In light of the reasons given above, we have a separate service called an assembler that’s responsible for creating and updating tries after a certain configurable amount of time. The assembler consists of the following different services:
-
Collection service: Whenever a user types, this service collects the log that consists of phrases, time, and other metadata and dumps it in a database that’s processed later. Since the size of this data is huge, the Hadoop Distributed File System (HDFS) is considered a suitable storage system for storing this raw data.
An example of the raw data from the collection service is shown in the following table. We record the time so that the system knows when to update the frequency of a certain phrase.
Raw Data Collected by the Collection Service
Phrases | Date and Time (DD-MM-YYYY HH:MM:SS) |
UNIVERSAL | 23-03-2022 10:16:18 |
UNIVERSITY | 23-03-2022 10:20:11 |
UNIQUE | 23-03-2022 10:21:10 |
UNIQUE | 23-03-2022 10:22:24 |
UNIVERSITY | 23-03-2022 10:25:09 |
-
Aggregator: The raw data collected by the collection service is usually not in a consolidated shape. We need to consolidate the raw data to process it further and to create or update the tries. An aggregator retrieves the data from the HDFS and distributes it to different workers. Generally, the MapReducer is responsible for aggregating the frequency of the prefixes over a given interval of time, and the frequency is updated periodically in the associated Cassandra database. Cassandra is suitable for this purpose because it can store large amounts of data in a tabular format.

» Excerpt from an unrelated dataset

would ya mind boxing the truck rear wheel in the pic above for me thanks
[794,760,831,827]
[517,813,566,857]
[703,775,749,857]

The following table shows the processed and consolidated data within a particular period. This table is updated regularly by the aggregator and is stored in a hash table in a database like Cassandra. For simplicity, we assume that our data is case insensitive.
Useful Information Extracted from the Raw Data
Phrases | Frequency | Time Interval |
UNIVERSAL | 1400 | 1st 15 minutes |
UNIVERSITY | 1340 | 1st 15 minutes |
UNIQUE | 1200 | 1st 15 minutes |
-
Trie builder: This service is responsible for creating or updating tries. It stores these new and updated tries on their respective shards in the trie database via ZooKeeper. Tries are stored in persistent storage in a file so that we can rebuild our trie easily if necessary. NoSQL document databases such as MongoDB are suitable for storing these tries. This storage of a trie is needed when a machine restarts.
The trie is updated from the aggregated data in the Cassandra database. The existing snapshot of a trie is updated with all the new terms and their corresponding frequencies. Otherwise, a new trie is created using the data in the Cassandra database.
Once a trie is created or updated, the system makes it available for the suggestion service.
Point to Ponder
Question
Should we collect data and build a trie per user, or should it be shared among all users?
Since we aim to design a system on a scale that’s similar to Google Search, billions of users will be using our service. Since the number of users would be huge, maintaining a tree for each user would become complex and time-consuming. There’s also a possibility of duplicated trees if several users have typed some common searches, resulting in resource wastage.
Therefore, our design assumes a common trie that’s shared among users, where the ranking would be based on single phrases in the trie and the frequency of the terms.